SCS Engineers Helps Frederick County Regional Landfill Convert its Greenhouse Gases into Energy and Income

November 8, 2010


Winchester, VA– Frederick County and SCS Engineers along with SCS Field Services (SCS) held a ribbon-cutting and switch-flipping ceremony on Tuesday, October 12, 2010, to inaugurate the new landfill gas-to-energy (LFGE) system installed at the Frederick County Regional Landfill.

The $4.5 million project was completed by a partnership between the county’s Department of Public Works and SCS. SCS Engineers provided engineering, and SCS Field Services provided contracting services for the project. Joe Wilder, the department’s deputy director, notes that the project was funded from landfill revenues.

The project will generate revenues through the recovery and use of methane gas which is generated by the gradual decomposition of solid waste in the landfill. Combustion of the methane gas will substantially reduce the emission of greenhouse gases from this landfill. To capture the landfill gas, wells were drilled into the waste mass at various points, according to Darrin D. Dillah, an SCS Vice President. A vacuum draws the gas from the wells, which are located in both the closed and active parts of the landfill, and transmits it to the power generation facility. System components remove water from the gas, which is then compressed before being sent to the internal combustion (IC) engines.

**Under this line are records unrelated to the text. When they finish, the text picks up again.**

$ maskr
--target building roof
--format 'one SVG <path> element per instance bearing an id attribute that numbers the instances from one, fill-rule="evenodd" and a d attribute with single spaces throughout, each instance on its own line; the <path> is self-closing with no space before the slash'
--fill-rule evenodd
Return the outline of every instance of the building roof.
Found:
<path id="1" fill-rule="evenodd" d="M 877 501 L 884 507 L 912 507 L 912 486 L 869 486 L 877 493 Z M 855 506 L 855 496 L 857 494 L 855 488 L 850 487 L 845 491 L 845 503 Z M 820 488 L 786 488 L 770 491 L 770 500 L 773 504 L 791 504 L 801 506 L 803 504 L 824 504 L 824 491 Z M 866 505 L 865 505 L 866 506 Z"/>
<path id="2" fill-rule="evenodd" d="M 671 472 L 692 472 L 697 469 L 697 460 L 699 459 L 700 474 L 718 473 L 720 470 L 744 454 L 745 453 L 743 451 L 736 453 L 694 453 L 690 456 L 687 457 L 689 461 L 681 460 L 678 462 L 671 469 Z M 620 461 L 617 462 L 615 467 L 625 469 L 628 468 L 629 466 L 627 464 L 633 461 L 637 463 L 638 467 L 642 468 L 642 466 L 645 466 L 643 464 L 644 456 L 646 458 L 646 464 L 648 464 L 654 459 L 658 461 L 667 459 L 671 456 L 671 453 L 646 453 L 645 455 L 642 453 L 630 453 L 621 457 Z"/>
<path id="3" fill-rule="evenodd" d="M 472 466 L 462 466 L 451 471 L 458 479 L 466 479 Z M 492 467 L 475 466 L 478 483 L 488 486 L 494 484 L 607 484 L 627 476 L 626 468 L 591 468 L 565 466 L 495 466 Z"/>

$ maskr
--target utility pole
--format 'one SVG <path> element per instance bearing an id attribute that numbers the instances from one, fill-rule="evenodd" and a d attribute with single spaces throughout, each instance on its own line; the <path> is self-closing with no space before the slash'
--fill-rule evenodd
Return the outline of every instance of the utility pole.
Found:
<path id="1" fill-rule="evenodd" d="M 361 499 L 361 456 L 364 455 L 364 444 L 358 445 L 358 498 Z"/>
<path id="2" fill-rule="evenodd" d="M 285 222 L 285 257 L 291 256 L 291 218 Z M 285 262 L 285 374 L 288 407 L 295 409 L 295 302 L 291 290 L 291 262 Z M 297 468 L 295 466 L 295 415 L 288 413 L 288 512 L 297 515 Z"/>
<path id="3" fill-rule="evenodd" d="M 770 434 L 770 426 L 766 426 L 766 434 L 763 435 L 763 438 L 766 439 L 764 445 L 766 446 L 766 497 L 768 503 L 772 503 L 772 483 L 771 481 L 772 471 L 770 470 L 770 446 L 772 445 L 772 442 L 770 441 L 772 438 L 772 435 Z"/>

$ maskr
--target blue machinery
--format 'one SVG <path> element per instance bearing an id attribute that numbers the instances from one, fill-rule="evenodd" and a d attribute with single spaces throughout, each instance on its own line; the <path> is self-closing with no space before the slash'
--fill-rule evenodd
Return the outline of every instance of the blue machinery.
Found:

Each of the two IC engines has 20 cylinders and generates just under 1,500 horsepower, Dillah said, equivalent to about 1 megawatt of electricity. The electricity is connected to the local power grid. “The electricity generated here is being used in nearby homes and industrial plants.”

“This mature technology has been used throughout the world for decades,” said Jim Walsh, President and CEO of SCS. “It’s a good marriage of environmental protection and energy generation, two objectives that are more often in conflict. But in this and similar projects the fuel value of landfill gas helps pay for a substantial reduction in greenhouse gas emissions,” Walsh said.

Richard Shickle Sr., Chairman of the Frederick County’s Board of Supervisors, said that the project is another step in the county’s work toward environmental protection.

“Today, Frederick County and the Frederick County Landfill staff are walking the walk when it comes to renewable energy,” Shickle read from a statement earlier. “In the last decade the awareness of one’s carbon footprint and the push to reduce greenhouse gases has steadily grown.” For 10 years, the landfill has voluntarily destroyed its landfill gases, reducing the greenhouse gas emissions and its “carbon footprint,” Shickle noted. “These voluntary actions have put Frederick County ahead of the curve,” Shickle said.

Rappahannock Electric Cooperative, which provides power to part of the county, will be buying the power generated by the facility, according to Mr. Wilder.